Le point de départ du livre, c’est une crise de l’information, l’apparition d’une intolérance subite, qui limite drastiquement la capacité de l’humanité à utiliser ses écrans, ses livres et l’ensemble des sources de son savoir et de sa culture. Dans le même temps le climat et l’économie périclitent, mais tout cela reste à l’arrière-plan. La crise de l’information a grippé la mécanique du monde, ce beau « système du monde » tel qu’on l’imaginait déjà au xviiie siècle, mais sans provoquer de catastrophe brutale, plutôt une usure lente et inexorable. J’avais été frappé il y a quelques années par un passage dans l’aéroport de Détroit, un lieu abominable entièrement fait de couloirs, de moquettes grasses et d’odeurs artificielles, qui sert pourtant de plaque tournante au trafic aérien aux États-Unis. On y reste peu, et les gens qui y transitent font beaucoup d’efforts pour ne rien remarquer, en attendant seulement de pouvoir reprendre le prochain vol. J’ai voulu garder cette idée qu’un effondrement assez lent n’oblige pas à renoncer aux habitudes prises dans des périodes plus prospères, qu’il est possible de traverser un lieu en plein déclin sans chercher à s’y adapter, sans même le regarder vraiment. Mes personnages ont peu d’envie de barbarie ou de décadence, ils aspirent seulement à faire leur travail, à poursuivre l’élan du xxe siècle avant d’être obligés de faire face à l’ampleur du changement. Évidemment, ça ne va pas se passer tout à fait de cette manière.

Le livre parle beaucoup de cinéma…

Le cinéma, c’est l’art du xxe siècle, justement, et un des symboles de la mondialisation, culturelle autant que diplomatique. Dans le livre, la diplomatie d’Hollywood a fini par se confondre avec celle des États-Unis, un peu comme elle a pu le faire pendant la guerre froide, durant laquelle le syndicat des producteurs américains coordonnait toutes ses actions d’ampleurs avec le ministère des Affaires étrangères. J’ai une passion un peu fétichiste à la fois pour le cinéma et pour la façon dont un auteur comme Ballard parle des images, et j’étais très heureux de pouvoir créer une filmographique imaginaire pour mes personnages, dont je parle peu mais qui existe de façon très détaillée dans mon imagination. M’appuyer sur une œuvre fantasmée était aussi une bonne façon d’éviter de tomber dans le piège de la citation à outrance, du clin d’œil. Les personnages du roman aiment sincèrement le cinéma, mais je voulais que le cinéma dont ils parlent soit aussi étrange, aussi fragmenté et usé que le monde dans lequel ils évoluent.
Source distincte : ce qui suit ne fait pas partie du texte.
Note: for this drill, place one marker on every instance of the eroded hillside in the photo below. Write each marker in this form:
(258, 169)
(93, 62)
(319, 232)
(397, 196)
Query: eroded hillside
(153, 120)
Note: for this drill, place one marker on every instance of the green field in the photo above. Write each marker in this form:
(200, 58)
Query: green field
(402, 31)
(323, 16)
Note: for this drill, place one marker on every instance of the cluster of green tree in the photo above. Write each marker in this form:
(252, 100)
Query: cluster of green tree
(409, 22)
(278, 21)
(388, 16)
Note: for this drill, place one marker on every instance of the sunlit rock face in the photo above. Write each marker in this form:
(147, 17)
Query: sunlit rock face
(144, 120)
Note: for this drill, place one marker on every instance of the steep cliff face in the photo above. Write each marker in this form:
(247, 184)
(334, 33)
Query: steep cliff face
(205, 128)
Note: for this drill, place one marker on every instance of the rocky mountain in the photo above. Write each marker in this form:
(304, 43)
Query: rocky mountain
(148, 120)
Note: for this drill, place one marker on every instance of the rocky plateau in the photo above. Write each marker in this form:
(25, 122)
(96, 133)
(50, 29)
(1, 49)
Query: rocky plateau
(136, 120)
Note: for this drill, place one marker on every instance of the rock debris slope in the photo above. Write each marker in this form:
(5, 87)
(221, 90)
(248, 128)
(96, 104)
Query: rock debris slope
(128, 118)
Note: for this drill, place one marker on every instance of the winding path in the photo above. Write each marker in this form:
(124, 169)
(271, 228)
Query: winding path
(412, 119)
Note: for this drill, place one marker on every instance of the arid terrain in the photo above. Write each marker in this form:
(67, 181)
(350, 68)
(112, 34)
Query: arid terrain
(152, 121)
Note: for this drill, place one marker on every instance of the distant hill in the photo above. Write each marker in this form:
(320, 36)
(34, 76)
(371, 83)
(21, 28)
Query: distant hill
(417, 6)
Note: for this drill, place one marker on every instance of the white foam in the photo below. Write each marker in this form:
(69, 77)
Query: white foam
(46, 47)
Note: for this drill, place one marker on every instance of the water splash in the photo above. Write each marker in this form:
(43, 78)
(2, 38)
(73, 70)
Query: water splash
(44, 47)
Pourquoi la ville flottante ?

La ville flottante du titre est empruntée à Jules Verne, c’est le titre d’un court roman un peu obscur qui raconte une traversée de l’Atlantique, avec toute la fascination que pouvait exercer un navire de croisière moderne à la fin du xixe siècle. J’avais envie de reprendre ce sens du merveilleux, de le soumettre à l’usure du temps, sans renoncer tout à fait à l’idée d’un lieu titanesque, à une échelle surhumaine. J’ai aussi beaucoup pensé à une bande dessinée de Christophe Blain, Le Réducteur de vitesse, dont la couverture montre un flamboyant transatlantique vert, que l’intrigue parcourt dans tous les sens et qui ne cesse pourtant pas d’être labyrinthique. Il me semblait qu’il y avait là un lieu idéal pour une science-fiction du déclin : un symbole de la puissance de révolution industrielle et de la mondialisation du xixe siècle, transformé en un espace infini et claustrophobe, poursuivant son chemin quand tout ralentit autour de lui.